The thing with simple tools is that bootstrapping is easy and versatile.
I’m also a CLI old timer, but there’s undeniable utility in having a Postman-like collection to test drive a mobile app API. You can save state from responses and use it in subsequent requests. E.g. log in, save the access token, create a post, save the id, post a comment under the post using the id. It’s all very useful, to say nothing of the fact that you can give said collection to non-technical stakeholders and they can solve a lot of their own problems without going to get one of the engineers to Do A Command Line(tm).
All that said, I wouldn’t touch Postman. Last time I needed something to fit this bill I looked around to find the open source equivalent and found Bruno.
Some people like to think about the problems related to the actual work instead of looking up CLI tool manpages when they need to do something once in a blue moon.
I use curl liberally and also tend to create scripts around it to perform common tasks, but I still get why someone would prefer a GUI.
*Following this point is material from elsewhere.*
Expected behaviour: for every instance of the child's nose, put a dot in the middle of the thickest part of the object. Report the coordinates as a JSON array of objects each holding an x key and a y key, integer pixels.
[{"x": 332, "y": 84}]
If you're doing a lot of requests for testing or some other purpose I could see an argument for a graphical interface. Curl is a masterpiece but it's not that simple to use. But again, we're in $current_year and I'd be surprised if "hey Claude, can you cook up a curl request to do this and that" doesn't work.
Even simpler and free: `tldr curl` in your terminal gives you like 80% of what you need for day to day requests, `man curl` gives you 100% of what you need.
cURL is an amazing tool, but it's more "HTTP client" and less "full blown API client".
The page even sort of acknowledges this... saying you manage your environments with environment variables. It doesn't mentioned how to extract data from the response, just jq for syntax highlighting. No explanation of combining these two into any sort of cohesive setup for managing data through flows of multiple requests. No mention anywhere on the page of working with an OpenAPI spec... many of the tools provide easy ways to import requests instead of manually reentering/rebuilding something that's already in a computer-readable format.
So the tl;dr here is "use cURL, and then rebuild the rest of the functionality in bash scripts you idiot".
I went down this path of my own accord when Insomnia was no longer an option. I very quickly found myself spending more time managing bash spaghetti than actually using tools to accomplish my goals.
That's why I use a full blown dedicated API client instead of a HTTP client. (Not Postman though. Never Postman.)